Dual Ascent

Dual ascent

Consider the constrained optimization problem

$\min_{x\in \mathbb{R}^{n}} f(x)$ $s.t. \ Ax=b$

where $A\in \mathbb{R}^{m\times n}$, $b\in \mathbb{R}^{m}$ and $f:\mathbb{R}^{n}\rightarrow \mathbb{R}$ is a convex function.

---

Its Lagrangian function is

$L(x, y) = f(x) + y^{T}(Ax-b)$

where y is a Lagrangian multiplier.

---

Its dual function is

$g(y) = \inf _{x\in \mathbb{R}^{n}} L(x, y) = -f^{\ast}(-A^{T}y)-b^{T}y$

where $f^{\ast}$ is a conjugate of $f$.

---

Then we have to optimize the dual function,

$\max _{y\in \mathbb{R}^{n}} g(y)$

---

Consider the strong duality holds, the optimal values of the primal and dual solution are the same.

The primal optimal point $x^{\ast}$ is recovered from a dual optimal point $y^{\ast}$.

$x^{\ast}=argmin_{x\in \mathbb{R}^n}\ L\left (x, y^{\ast}\right )$

---

Assuming that $g$ is differentiable, we use gradient ascent method to find out the residual for the equality constraint.
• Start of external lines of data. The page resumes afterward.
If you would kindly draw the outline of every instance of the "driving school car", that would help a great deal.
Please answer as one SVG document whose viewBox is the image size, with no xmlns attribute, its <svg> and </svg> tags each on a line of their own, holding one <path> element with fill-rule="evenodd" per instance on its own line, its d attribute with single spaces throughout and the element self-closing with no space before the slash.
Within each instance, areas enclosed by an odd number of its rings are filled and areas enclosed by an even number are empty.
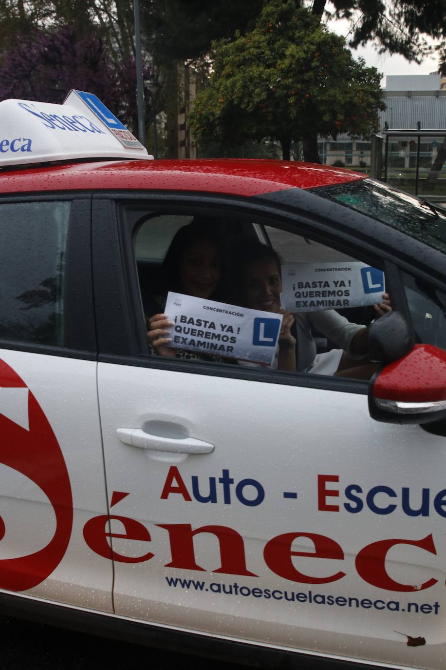
<svg viewBox="0 0 446 670">
<path fill-rule="evenodd" d="M 90 93 L 0 117 L 0 612 L 271 667 L 444 668 L 444 214 L 323 165 L 150 160 Z M 364 263 L 376 302 L 382 271 L 391 313 L 342 306 L 374 377 L 150 355 L 197 218 L 322 282 Z"/>
</svg>

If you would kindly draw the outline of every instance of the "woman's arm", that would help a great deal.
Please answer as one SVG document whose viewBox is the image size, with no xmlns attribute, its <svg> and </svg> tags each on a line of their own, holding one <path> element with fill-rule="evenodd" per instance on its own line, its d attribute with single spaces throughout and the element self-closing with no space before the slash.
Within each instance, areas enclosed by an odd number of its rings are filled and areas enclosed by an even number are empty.
<svg viewBox="0 0 446 670">
<path fill-rule="evenodd" d="M 277 370 L 296 372 L 296 338 L 291 334 L 290 328 L 294 323 L 294 317 L 290 312 L 280 310 L 279 314 L 284 315 L 282 328 L 279 334 L 279 357 Z"/>
</svg>

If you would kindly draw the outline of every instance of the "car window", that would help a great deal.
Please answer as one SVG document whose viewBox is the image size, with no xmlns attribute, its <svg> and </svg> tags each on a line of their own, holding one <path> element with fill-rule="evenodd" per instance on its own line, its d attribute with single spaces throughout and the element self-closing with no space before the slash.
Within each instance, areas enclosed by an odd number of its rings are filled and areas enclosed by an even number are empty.
<svg viewBox="0 0 446 670">
<path fill-rule="evenodd" d="M 63 346 L 69 202 L 0 204 L 0 338 Z"/>
<path fill-rule="evenodd" d="M 427 281 L 403 277 L 417 341 L 446 350 L 446 295 Z"/>
<path fill-rule="evenodd" d="M 144 220 L 134 238 L 135 256 L 138 260 L 160 261 L 177 231 L 192 220 L 191 216 L 166 214 Z"/>
<path fill-rule="evenodd" d="M 183 217 L 183 220 L 187 223 L 191 220 L 191 218 Z M 175 281 L 172 279 L 172 275 L 175 273 L 175 270 L 173 272 L 171 269 L 171 274 L 166 277 L 161 271 L 164 269 L 161 268 L 159 261 L 155 264 L 152 263 L 151 267 L 148 267 L 148 258 L 153 259 L 153 253 L 150 250 L 152 248 L 159 249 L 158 241 L 162 237 L 162 232 L 160 232 L 160 230 L 163 223 L 165 223 L 170 234 L 173 229 L 171 221 L 172 219 L 169 216 L 163 217 L 152 216 L 144 221 L 142 225 L 140 224 L 139 227 L 136 226 L 135 228 L 134 247 L 136 257 L 142 304 L 146 322 L 152 316 L 162 314 L 165 311 L 165 301 L 169 291 L 186 295 L 195 295 L 197 297 L 203 297 L 199 296 L 198 293 L 194 293 L 192 290 L 186 290 L 184 288 L 181 290 L 179 287 L 178 277 Z M 180 222 L 179 218 L 176 221 L 176 223 L 178 222 Z M 211 222 L 215 223 L 214 221 Z M 281 308 L 281 299 L 283 298 L 283 296 L 281 297 L 280 291 L 274 289 L 271 295 L 266 297 L 259 295 L 257 291 L 257 295 L 254 295 L 253 297 L 251 292 L 250 297 L 251 302 L 249 303 L 247 297 L 246 288 L 242 289 L 241 287 L 241 278 L 243 275 L 243 263 L 245 261 L 240 255 L 240 249 L 243 248 L 244 251 L 246 251 L 249 248 L 249 245 L 260 244 L 256 230 L 256 224 L 246 220 L 239 222 L 229 216 L 227 217 L 227 220 L 225 220 L 224 217 L 219 218 L 218 223 L 218 226 L 211 227 L 216 228 L 219 233 L 219 243 L 221 245 L 221 259 L 224 259 L 224 263 L 223 267 L 220 269 L 221 271 L 219 272 L 218 279 L 216 280 L 219 282 L 218 286 L 215 292 L 212 293 L 212 295 L 207 296 L 207 297 L 214 301 L 217 300 L 219 302 L 238 306 L 241 308 L 247 308 L 257 311 L 273 312 L 275 314 L 277 314 Z M 138 252 L 142 229 L 144 230 L 144 244 L 147 254 L 146 258 L 144 259 L 141 258 Z M 179 227 L 178 230 L 180 232 L 181 232 Z M 305 271 L 310 271 L 308 269 L 308 264 L 322 263 L 324 266 L 320 271 L 315 271 L 320 272 L 318 275 L 316 275 L 317 281 L 315 284 L 317 284 L 317 286 L 312 287 L 308 284 L 308 281 L 302 283 L 302 287 L 296 285 L 296 290 L 300 291 L 298 296 L 296 294 L 296 298 L 298 298 L 300 302 L 298 305 L 298 302 L 295 302 L 294 304 L 296 308 L 290 310 L 296 313 L 294 320 L 292 319 L 292 322 L 294 321 L 292 326 L 293 331 L 292 333 L 290 330 L 288 333 L 286 329 L 286 335 L 290 335 L 289 338 L 290 342 L 293 341 L 293 338 L 294 340 L 294 344 L 292 345 L 296 350 L 296 361 L 292 368 L 294 373 L 306 373 L 312 371 L 314 368 L 316 354 L 327 354 L 331 352 L 333 354 L 334 361 L 330 364 L 331 367 L 326 369 L 322 366 L 322 371 L 318 372 L 318 374 L 334 374 L 335 371 L 337 371 L 338 366 L 340 367 L 340 359 L 344 355 L 343 351 L 344 350 L 348 351 L 348 356 L 350 356 L 350 353 L 353 356 L 352 348 L 350 351 L 350 348 L 352 347 L 351 343 L 353 338 L 360 330 L 365 330 L 364 326 L 371 322 L 376 316 L 376 313 L 372 304 L 364 306 L 360 303 L 355 304 L 354 307 L 349 307 L 350 301 L 346 299 L 346 297 L 351 293 L 351 290 L 349 289 L 347 281 L 346 280 L 346 283 L 344 285 L 336 286 L 332 281 L 334 275 L 329 275 L 328 271 L 328 270 L 334 271 L 336 269 L 333 267 L 335 263 L 340 263 L 343 266 L 342 269 L 350 271 L 352 263 L 360 265 L 361 263 L 364 264 L 365 261 L 365 264 L 366 264 L 367 259 L 355 258 L 351 255 L 338 251 L 337 249 L 321 244 L 320 242 L 280 230 L 273 225 L 265 226 L 264 230 L 267 236 L 266 241 L 269 243 L 266 245 L 267 248 L 271 249 L 272 247 L 273 250 L 276 251 L 281 260 L 284 262 L 286 263 L 305 263 L 306 264 Z M 152 232 L 153 236 L 152 236 Z M 167 236 L 165 239 L 167 239 Z M 152 240 L 153 243 L 152 243 Z M 150 265 L 150 261 L 148 264 Z M 237 264 L 239 264 L 238 267 Z M 328 270 L 324 273 L 326 265 Z M 303 268 L 301 267 L 301 269 L 303 272 Z M 370 268 L 371 269 L 372 269 Z M 301 271 L 298 269 L 297 271 L 299 273 Z M 380 272 L 380 271 L 379 271 Z M 380 273 L 382 275 L 382 273 Z M 209 274 L 212 275 L 212 271 L 210 271 Z M 284 279 L 284 277 L 283 278 Z M 211 279 L 207 277 L 205 283 L 208 281 L 208 279 L 209 281 L 213 281 L 212 277 Z M 192 281 L 193 282 L 195 281 L 193 276 Z M 199 279 L 199 283 L 202 280 Z M 376 302 L 382 302 L 383 292 L 384 283 L 379 289 L 378 293 L 376 293 Z M 328 297 L 330 297 L 329 303 L 326 300 L 326 298 Z M 330 308 L 321 306 L 322 299 L 324 299 L 324 306 L 326 303 L 327 306 L 330 304 L 331 306 Z M 271 304 L 273 307 L 271 307 Z M 282 307 L 283 304 L 282 303 Z M 305 309 L 304 309 L 304 308 Z M 290 309 L 290 307 L 287 308 Z M 198 330 L 194 330 L 194 323 L 193 322 L 188 323 L 188 325 L 191 324 L 192 324 L 192 330 L 188 330 L 188 333 L 195 333 L 194 336 L 199 338 L 206 337 L 200 330 L 201 326 Z M 165 325 L 154 326 L 152 330 L 162 330 L 166 327 Z M 149 326 L 150 330 L 150 327 Z M 178 325 L 174 326 L 173 330 L 179 332 Z M 172 334 L 175 335 L 173 332 L 166 334 L 164 334 L 166 337 Z M 186 330 L 183 328 L 182 335 L 185 334 Z M 281 332 L 280 334 L 283 335 L 284 333 Z M 160 334 L 159 336 L 162 336 Z M 215 339 L 217 339 L 217 334 L 215 337 Z M 210 334 L 209 338 L 209 341 L 213 342 L 214 334 Z M 150 341 L 151 354 L 158 354 L 159 355 L 160 350 L 159 346 L 155 346 L 154 348 L 151 346 L 152 340 L 150 339 L 150 336 L 149 340 Z M 178 340 L 177 342 L 177 340 L 178 338 L 175 340 L 177 344 L 180 341 L 185 341 L 184 340 Z M 159 343 L 155 340 L 155 344 L 158 345 Z M 162 344 L 168 346 L 166 342 Z M 192 353 L 190 351 L 181 352 L 179 347 L 175 347 L 174 348 L 175 352 L 172 354 L 173 350 L 171 350 L 167 355 L 172 355 L 179 359 L 184 358 L 188 360 L 199 358 L 221 364 L 227 363 L 245 364 L 247 363 L 247 361 L 243 359 L 234 360 L 231 356 L 225 356 L 227 351 L 225 348 L 223 346 L 219 348 L 215 346 L 213 348 L 211 344 L 204 341 L 204 339 L 203 342 L 201 342 L 199 346 L 203 347 L 204 353 L 203 353 L 202 350 L 198 349 Z M 212 348 L 213 354 L 208 355 L 207 350 L 211 348 Z M 163 350 L 165 352 L 166 350 Z M 217 351 L 218 356 L 214 356 L 214 350 Z M 162 355 L 166 354 L 163 354 Z M 362 364 L 362 354 L 359 355 L 357 352 L 355 352 L 354 356 L 350 358 L 350 362 L 346 369 L 350 369 L 352 366 L 356 367 Z M 356 360 L 358 360 L 359 362 L 357 363 Z M 247 362 L 250 363 L 251 361 L 248 360 Z M 274 369 L 284 372 L 292 371 L 290 366 L 286 366 L 279 360 L 279 349 L 276 350 L 276 358 L 273 360 L 271 366 Z"/>
</svg>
Then the gradient $\triangledown g(y^{\ast} )$ can be updated as follows,

$\triangledown g(y^{\ast} ) = Ax^{\ast} - b$

---

The dual ascent method consists of iterative steps

$1.$ Minimization step

$x^{k+1}=argmin_{x\in \mathbb{R}^n}\ L\left (x, y^{k}\right )$

where $k$ is number of iterations.

$2.$ Dual variable update step

$y^{k+1}= y^{k} + \alpha^{k}(Ax^{k+1}-b)$

where $\alpha^{k}$ is step size parameter.